Landtag in SH beschließt Bildungsoffensive gegen Antisemitismus
Selten herrschte so viel Einigkeit im Landtag in Schleswig-Holstein. Alle Fraktionen haben am Freitagvormittag einstimmig eine Bildungsoffensive gegen Antisemitismus, Hass und Hetze beschlossen.
Die Abgeordneten wollen Geschlossenheit demonstrieren, ein klares Zeichen gegen jede Form von Antisemitismus setzen. Das wird im Laufe der Landtagssitzung deutlich. Die Stimmung ist ungewohnt friedlich. Bei den Reden herrscht Stille auf den Rängen. Zwischenrufe, die einen Tag zuvor noch für eine halbstündige Unterbrechung der Sitzung führten, blieben gänzlich aus. Es wird viel applaudiert.
Prien: "Ein starkes Signal gegen Gleichgültigkeit"
"Mit dem 10-Punkte-Plan starten wir eine dringend erforderliche Bildungsoffensive", sagt Bildungsministerin Karin Prien (CDU). Das sei ein starkes Signal gegen Gleichgültigkeit in unserem Land. Denn Gleichgültigkeit, so Prien, sei der Brandbeschleuniger für Antisemitismus. Als Beispiel nennt sie die weltweit aufgeheizte Stimmung nach dem Massaker der Hamas am 7. Oktober. Die Stimmung spiegele sich auch auf deutschen Straßen wider. "Trotzdem erleben wir Gleichgültigkeit", so die Ministerin. Das müsse sich ändern.
Antisemitische Narrative erkennen
Dieser Gleichgültigkeit wolle man sich entgegenstellen, so Prien. Nur wenn Menschen lernen, antisemitische Narrative zu erkennen, könne eine Verbreitung von Antisemitismus gestoppt werden. So steht es in dem Antrag, den alle fünf im Landtag sitzenden Fraktionen gemeinsam tragen. Konkret wird darin ein 10-Punkte-Plan formuliert, wie künftig gegen Antisemitismus vorgegangen werden soll. Vorrangig sind es Bildungsangebote, die genannt werden.
Balasus: "Wissen ist der Feind der Vorurteile"
"Jetzt ist Haltung gefragt", fordert der CDU-Abgeordnete Martin Balasus. Es sei eine Schande, dass sich antisemitisches Gift wieder im Land breitmache. Daher brauche es eine Bildungsoffensive. "Wissen ist der Feind der Vorurteile." Gleiches greift Malte-Jannik Krüger von der von den Grünen auf: "Antisemitismus beginnt in den Köpfen der Menschen." Deshalb sei das Ziel des Antrags, dass durch Bildung Narrative erkannt und eingeordnet werden, um sich dagegen wehren zu können.
Jette Waldinger-Thiering (SSW) sagt: Lehrkräfte im Land müssten befähigt werden, Antisemitismus zu identifizieren und im Anschluss Konflikte navigieren zu können. “Es muss uns darum gehen, Kinder und Jugendliche zum Einschreiten zu ermutigen und in ihrer Zivilcourage zu unterstützen.”
Schulgesetz soll geändert werden
Der 10-Punkte-Plan sieht vor, dass das Schulgesetz geändert wird und der Einsatz gegen Antisemitismus, Rassismus und gruppenbezogene Menschenfeindlichkeit als Bildungs- und Erziehungsziel verankert werden.

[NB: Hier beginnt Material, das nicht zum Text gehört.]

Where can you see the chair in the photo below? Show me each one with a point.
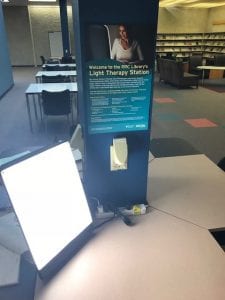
(56, 104)
(67, 60)
(219, 60)
(54, 79)
(194, 61)
(57, 68)
(53, 61)
(98, 46)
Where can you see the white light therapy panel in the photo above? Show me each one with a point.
(49, 201)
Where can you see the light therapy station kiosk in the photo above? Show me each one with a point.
(115, 97)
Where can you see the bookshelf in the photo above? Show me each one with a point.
(179, 45)
(183, 45)
(214, 43)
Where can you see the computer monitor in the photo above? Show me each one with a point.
(48, 198)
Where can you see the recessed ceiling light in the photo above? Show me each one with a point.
(42, 0)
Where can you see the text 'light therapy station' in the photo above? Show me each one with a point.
(49, 201)
(115, 54)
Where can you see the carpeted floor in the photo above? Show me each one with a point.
(194, 115)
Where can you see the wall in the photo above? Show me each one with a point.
(46, 18)
(27, 29)
(6, 78)
(182, 20)
(216, 14)
(18, 31)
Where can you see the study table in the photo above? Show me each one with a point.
(35, 89)
(168, 254)
(72, 74)
(203, 68)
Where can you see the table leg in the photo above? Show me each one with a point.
(203, 75)
(35, 107)
(29, 113)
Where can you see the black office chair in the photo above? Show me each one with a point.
(98, 46)
(194, 61)
(57, 68)
(53, 61)
(54, 79)
(67, 60)
(56, 104)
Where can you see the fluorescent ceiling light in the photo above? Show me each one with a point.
(191, 3)
(42, 0)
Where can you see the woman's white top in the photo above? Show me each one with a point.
(131, 54)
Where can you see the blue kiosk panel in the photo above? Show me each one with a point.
(115, 94)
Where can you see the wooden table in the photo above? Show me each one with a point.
(168, 254)
(34, 91)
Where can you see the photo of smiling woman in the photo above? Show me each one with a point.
(126, 49)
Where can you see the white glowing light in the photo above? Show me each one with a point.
(48, 198)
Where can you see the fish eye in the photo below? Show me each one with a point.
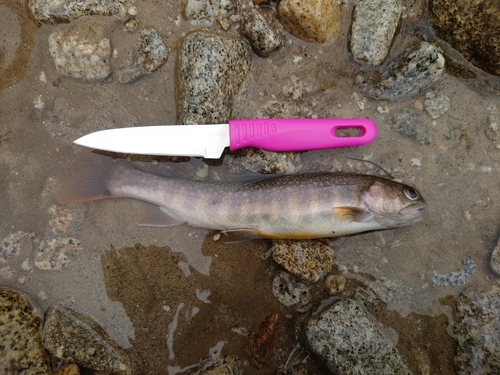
(411, 193)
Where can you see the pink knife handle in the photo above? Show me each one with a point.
(299, 134)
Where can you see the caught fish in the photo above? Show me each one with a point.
(304, 206)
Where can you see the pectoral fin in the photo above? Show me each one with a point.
(347, 213)
(238, 235)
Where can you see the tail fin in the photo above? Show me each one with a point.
(90, 182)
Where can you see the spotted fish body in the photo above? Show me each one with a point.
(294, 206)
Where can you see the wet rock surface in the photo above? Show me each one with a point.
(477, 330)
(472, 28)
(61, 11)
(147, 56)
(315, 21)
(211, 70)
(263, 38)
(411, 73)
(373, 27)
(205, 12)
(21, 349)
(306, 259)
(347, 340)
(74, 337)
(82, 51)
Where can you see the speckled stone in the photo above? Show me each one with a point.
(306, 259)
(205, 12)
(21, 350)
(291, 292)
(147, 56)
(61, 11)
(436, 105)
(472, 28)
(495, 259)
(315, 21)
(477, 331)
(263, 38)
(57, 253)
(411, 73)
(82, 51)
(349, 342)
(211, 70)
(409, 124)
(373, 27)
(74, 337)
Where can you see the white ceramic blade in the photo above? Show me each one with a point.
(206, 141)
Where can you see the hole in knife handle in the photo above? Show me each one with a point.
(348, 131)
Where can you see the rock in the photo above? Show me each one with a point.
(74, 337)
(260, 347)
(82, 51)
(409, 124)
(14, 243)
(470, 27)
(211, 71)
(222, 366)
(147, 56)
(315, 21)
(455, 278)
(348, 342)
(263, 38)
(410, 73)
(335, 284)
(373, 27)
(477, 331)
(21, 350)
(306, 259)
(56, 253)
(62, 11)
(292, 292)
(205, 12)
(436, 105)
(262, 161)
(495, 259)
(69, 369)
(492, 131)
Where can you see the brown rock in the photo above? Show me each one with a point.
(315, 21)
(470, 27)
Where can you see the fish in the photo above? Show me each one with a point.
(300, 206)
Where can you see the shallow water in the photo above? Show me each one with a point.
(131, 279)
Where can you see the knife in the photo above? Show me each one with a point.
(209, 141)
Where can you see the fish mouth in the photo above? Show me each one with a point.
(417, 209)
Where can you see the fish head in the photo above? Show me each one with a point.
(394, 204)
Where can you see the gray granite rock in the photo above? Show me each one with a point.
(147, 56)
(410, 73)
(61, 11)
(373, 27)
(436, 105)
(495, 259)
(409, 124)
(263, 38)
(315, 21)
(205, 12)
(74, 337)
(308, 260)
(348, 341)
(291, 292)
(82, 51)
(477, 331)
(470, 27)
(21, 350)
(211, 70)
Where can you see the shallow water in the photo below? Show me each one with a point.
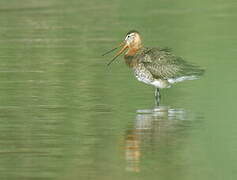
(65, 115)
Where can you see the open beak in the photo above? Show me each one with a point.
(125, 46)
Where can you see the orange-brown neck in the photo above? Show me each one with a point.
(132, 50)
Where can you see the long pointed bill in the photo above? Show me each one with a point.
(113, 49)
(118, 53)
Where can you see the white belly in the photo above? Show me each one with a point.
(146, 77)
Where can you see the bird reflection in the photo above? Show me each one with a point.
(152, 126)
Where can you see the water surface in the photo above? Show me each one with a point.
(65, 115)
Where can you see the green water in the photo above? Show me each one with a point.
(65, 115)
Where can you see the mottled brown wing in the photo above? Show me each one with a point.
(163, 64)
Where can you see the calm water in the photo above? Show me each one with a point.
(65, 115)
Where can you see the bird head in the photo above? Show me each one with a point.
(132, 43)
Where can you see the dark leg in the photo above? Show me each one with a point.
(157, 96)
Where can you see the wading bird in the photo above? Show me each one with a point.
(155, 66)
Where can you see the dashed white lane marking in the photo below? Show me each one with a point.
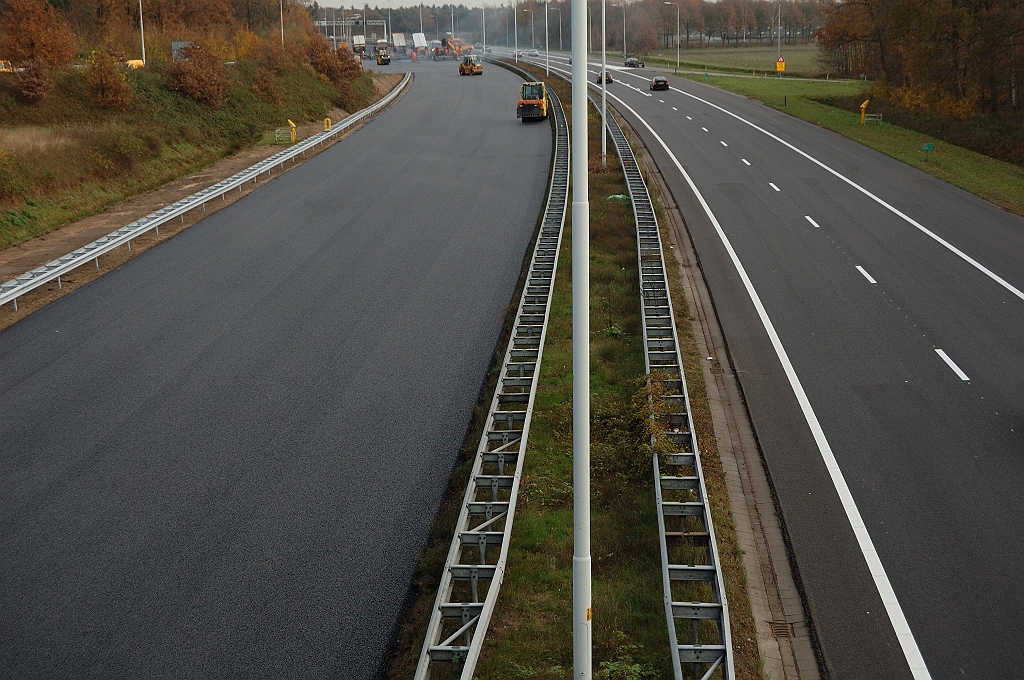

Gleiches soll für die Verbreitung von nationalsozialistischem Gedankengut gelten. Dazu gehört, dass über jüdisches Leben informiert und antisemitische Narrative aufgeklärt werden.

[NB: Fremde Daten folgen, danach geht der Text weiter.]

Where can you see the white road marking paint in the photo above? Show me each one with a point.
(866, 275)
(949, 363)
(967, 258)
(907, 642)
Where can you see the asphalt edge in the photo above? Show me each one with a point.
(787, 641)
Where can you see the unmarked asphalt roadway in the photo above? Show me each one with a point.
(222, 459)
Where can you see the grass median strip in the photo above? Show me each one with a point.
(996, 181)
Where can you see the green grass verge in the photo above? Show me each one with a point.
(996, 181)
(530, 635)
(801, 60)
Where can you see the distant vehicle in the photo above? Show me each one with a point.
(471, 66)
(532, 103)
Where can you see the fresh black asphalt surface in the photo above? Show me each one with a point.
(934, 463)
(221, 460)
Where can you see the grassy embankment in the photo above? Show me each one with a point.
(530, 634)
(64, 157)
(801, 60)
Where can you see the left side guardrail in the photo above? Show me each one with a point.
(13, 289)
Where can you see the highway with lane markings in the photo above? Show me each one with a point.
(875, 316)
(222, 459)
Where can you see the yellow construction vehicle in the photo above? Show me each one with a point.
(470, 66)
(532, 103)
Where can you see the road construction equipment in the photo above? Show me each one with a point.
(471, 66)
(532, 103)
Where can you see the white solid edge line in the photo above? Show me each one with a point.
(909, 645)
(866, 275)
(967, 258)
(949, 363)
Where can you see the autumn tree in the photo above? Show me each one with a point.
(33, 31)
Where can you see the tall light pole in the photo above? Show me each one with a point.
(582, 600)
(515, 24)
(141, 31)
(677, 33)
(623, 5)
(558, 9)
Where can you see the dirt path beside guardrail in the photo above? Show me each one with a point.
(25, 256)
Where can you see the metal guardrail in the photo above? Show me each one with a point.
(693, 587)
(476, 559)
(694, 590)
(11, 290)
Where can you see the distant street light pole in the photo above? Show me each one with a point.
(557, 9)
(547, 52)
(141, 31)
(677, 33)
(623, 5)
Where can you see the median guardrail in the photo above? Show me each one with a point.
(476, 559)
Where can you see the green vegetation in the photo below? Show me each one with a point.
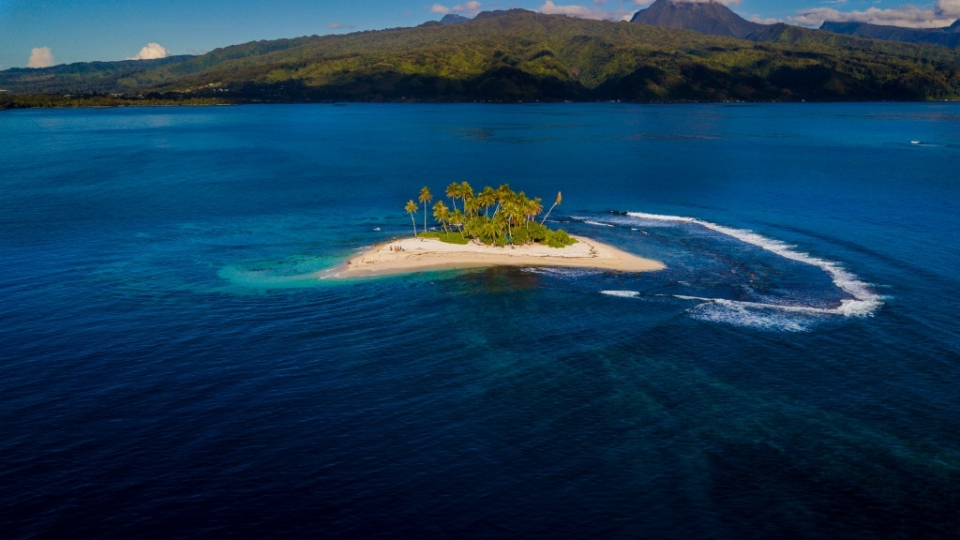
(518, 55)
(27, 101)
(495, 217)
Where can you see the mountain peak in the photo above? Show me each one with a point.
(453, 18)
(709, 17)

Lehrpläne werden überarbeitet
Inhaltlich soll die Geschichte des Staates Israel und der Nahostkonflikt in die Lehrpläne aufgenommen werden. Materialien für Lehrkräfte sollen verbessert und Schulausflüge zu Gedenkstätten gefördert werden. Außerdem werde überprüft, dass Lehrpläne oder Prüfungsverordnungen der freiheitlich demokratischen Grundordnung entsprechen und den Einsatz gegen Antisemitismus und Rassismus berücksichtigen.
Vogt: "Propaganda in sozialen Netzwerken gefährlich"
Besonders problematisch sei, so der FDP-Fraktionschef Christopher Vogt, wenn junge Menschen Propaganda über die sozialen Netzwerke erreiche. “Das ist brandgefährlich und da müssen wir gegensteuern – so schwierig das auch ist.” Ein Mittel sei, dass junge Menschen, direkt mit dem Thema konfrontiert werden, sagt Vogt. Es müsse das Ziel sein, dass jede Schülerin und jeder Schüler eine Gedenkstätte mit der Schule besucht. “Das sind Dinge, die man nie vergisst und die einen in der Regel gegen Antisemitismus schon ziemlich immun machen.”